Wuppertaler Jugendzentren gesichert

Bei den Wuppertaler Jugendzentren muss wohl nichts gestrichen werden. Vom Land gibt es deutlich mehr Geld für die offenen Jugendeinrichtungen, die nicht von der Stadt betrieben werden. Die freien Träger hatten beklagt, dass ihnen 235.000 Euro pro Jahr fehlen, um das Angebot aufrecht zu erhalten. Daraufhin hatte die Stadt ihre Zuschüsse um 120.000 Euro erhöht. Jetzt kommen weitere 100.000 Euro vom Land. Die Jugendarbeit sei damit gesichert, sagt Sozialdezernent Stefan Kühn.
 
 

Zu wenig Apotheker im Bergischen

Im Bergischen Land gibt es zu wenig Apotheker-Nachwuchs.
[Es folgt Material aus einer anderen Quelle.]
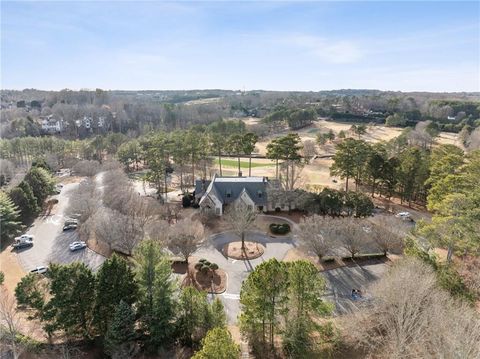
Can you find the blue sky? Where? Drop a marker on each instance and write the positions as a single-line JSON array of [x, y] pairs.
[[402, 45]]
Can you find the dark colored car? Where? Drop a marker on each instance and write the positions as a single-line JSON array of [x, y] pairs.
[[70, 227]]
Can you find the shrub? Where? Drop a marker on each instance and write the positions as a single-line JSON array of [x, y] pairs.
[[186, 201], [214, 266], [282, 228], [198, 266]]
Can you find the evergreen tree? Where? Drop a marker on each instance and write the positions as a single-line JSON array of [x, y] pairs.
[[153, 274], [218, 344], [41, 183], [249, 140], [115, 282], [262, 298], [304, 305], [70, 308], [193, 309], [120, 336], [10, 224], [23, 197]]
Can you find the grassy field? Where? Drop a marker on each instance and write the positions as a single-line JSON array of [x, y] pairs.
[[243, 164]]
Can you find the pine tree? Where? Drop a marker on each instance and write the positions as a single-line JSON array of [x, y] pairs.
[[304, 304], [72, 288], [218, 344], [120, 336], [153, 274], [262, 298], [115, 283], [23, 197], [41, 183], [10, 224], [218, 316]]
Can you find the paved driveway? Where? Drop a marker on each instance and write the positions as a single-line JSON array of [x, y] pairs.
[[341, 281], [51, 243], [238, 270]]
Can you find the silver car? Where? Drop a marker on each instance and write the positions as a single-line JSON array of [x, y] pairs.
[[39, 270], [77, 245]]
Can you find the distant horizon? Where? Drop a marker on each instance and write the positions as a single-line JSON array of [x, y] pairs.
[[237, 90], [421, 46]]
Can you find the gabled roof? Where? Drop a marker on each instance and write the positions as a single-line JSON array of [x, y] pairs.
[[228, 189]]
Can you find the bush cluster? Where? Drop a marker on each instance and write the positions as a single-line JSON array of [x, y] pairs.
[[205, 266], [282, 228]]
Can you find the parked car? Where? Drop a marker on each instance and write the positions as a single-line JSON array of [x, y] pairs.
[[25, 240], [70, 227], [70, 221], [40, 270], [403, 215], [77, 245]]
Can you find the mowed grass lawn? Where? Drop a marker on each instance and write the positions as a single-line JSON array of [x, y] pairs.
[[228, 162]]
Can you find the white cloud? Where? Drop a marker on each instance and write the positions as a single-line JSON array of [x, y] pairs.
[[331, 51]]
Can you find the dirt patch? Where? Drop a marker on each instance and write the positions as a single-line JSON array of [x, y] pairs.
[[99, 247], [11, 268], [294, 216], [234, 250], [211, 282], [179, 267], [68, 179], [295, 254]]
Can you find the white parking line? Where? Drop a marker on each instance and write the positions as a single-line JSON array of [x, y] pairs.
[[231, 296]]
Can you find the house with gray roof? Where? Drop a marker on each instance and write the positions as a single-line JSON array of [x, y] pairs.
[[215, 194]]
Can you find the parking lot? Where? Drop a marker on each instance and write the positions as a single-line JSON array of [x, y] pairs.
[[51, 244]]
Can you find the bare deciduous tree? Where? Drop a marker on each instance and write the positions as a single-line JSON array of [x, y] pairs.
[[351, 235], [86, 168], [240, 217], [7, 169], [388, 233], [309, 149], [84, 202], [186, 237], [9, 323], [316, 235], [410, 317]]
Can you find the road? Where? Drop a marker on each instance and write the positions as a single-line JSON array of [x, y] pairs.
[[238, 270], [341, 281], [51, 243]]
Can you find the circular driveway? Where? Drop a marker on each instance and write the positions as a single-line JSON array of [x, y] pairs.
[[238, 270]]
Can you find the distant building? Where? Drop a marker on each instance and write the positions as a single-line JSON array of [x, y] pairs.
[[51, 125], [217, 194], [101, 122]]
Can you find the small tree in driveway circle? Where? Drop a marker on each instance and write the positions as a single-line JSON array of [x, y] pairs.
[[241, 218], [185, 238]]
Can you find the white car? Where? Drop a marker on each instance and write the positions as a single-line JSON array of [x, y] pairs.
[[77, 245], [403, 215], [39, 270], [25, 237]]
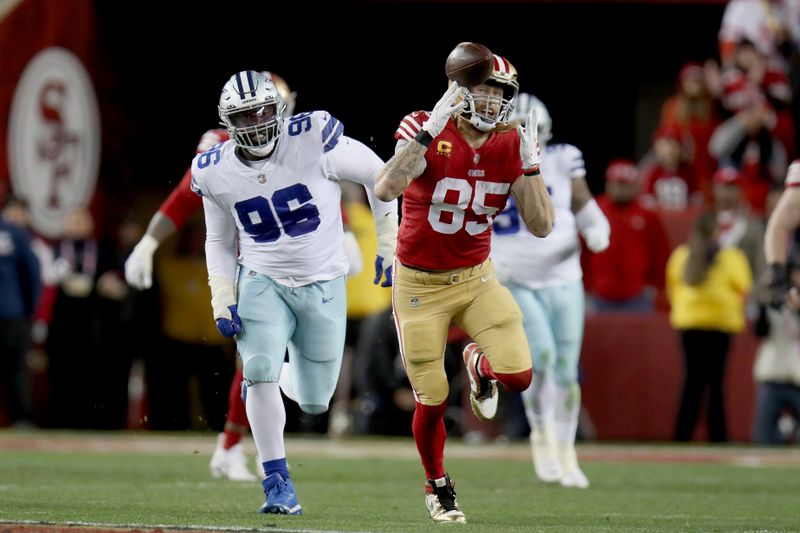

Das teilt die Industrie- und Handelskammer in Wuppertal mit, nach einem Treffen mit Kollegen der IHK "Mittleres Ruhrgebiet". In beiden Regionen gebe es eigentlich schon jetzt zu wenig ausgebildete Apotheker, heißt es. Das liege unter anderem daran, dass die Hürden zu hoch seien. Damit sie studieren dürfen, müssen angehende Apotheker einen sehr guten Abischnitt haben. Außerdem sei es schwer, ausländische Abschlüsse anerkennen zu lassen. Laut IHK gibt es viele syrische Apotheker, die im Bergischen Land arbeiten wollen.
 
 

WSV gewinnt gegen Wattenscheid

Der WSV hat das Nachholspiel gegen Wattenscheid gewonnen. Gestern Abend gab es ein 3:1. Im Stadion am Zoo waren 2.100 Zuschauer. Der WSV bleibt Tabellensechster.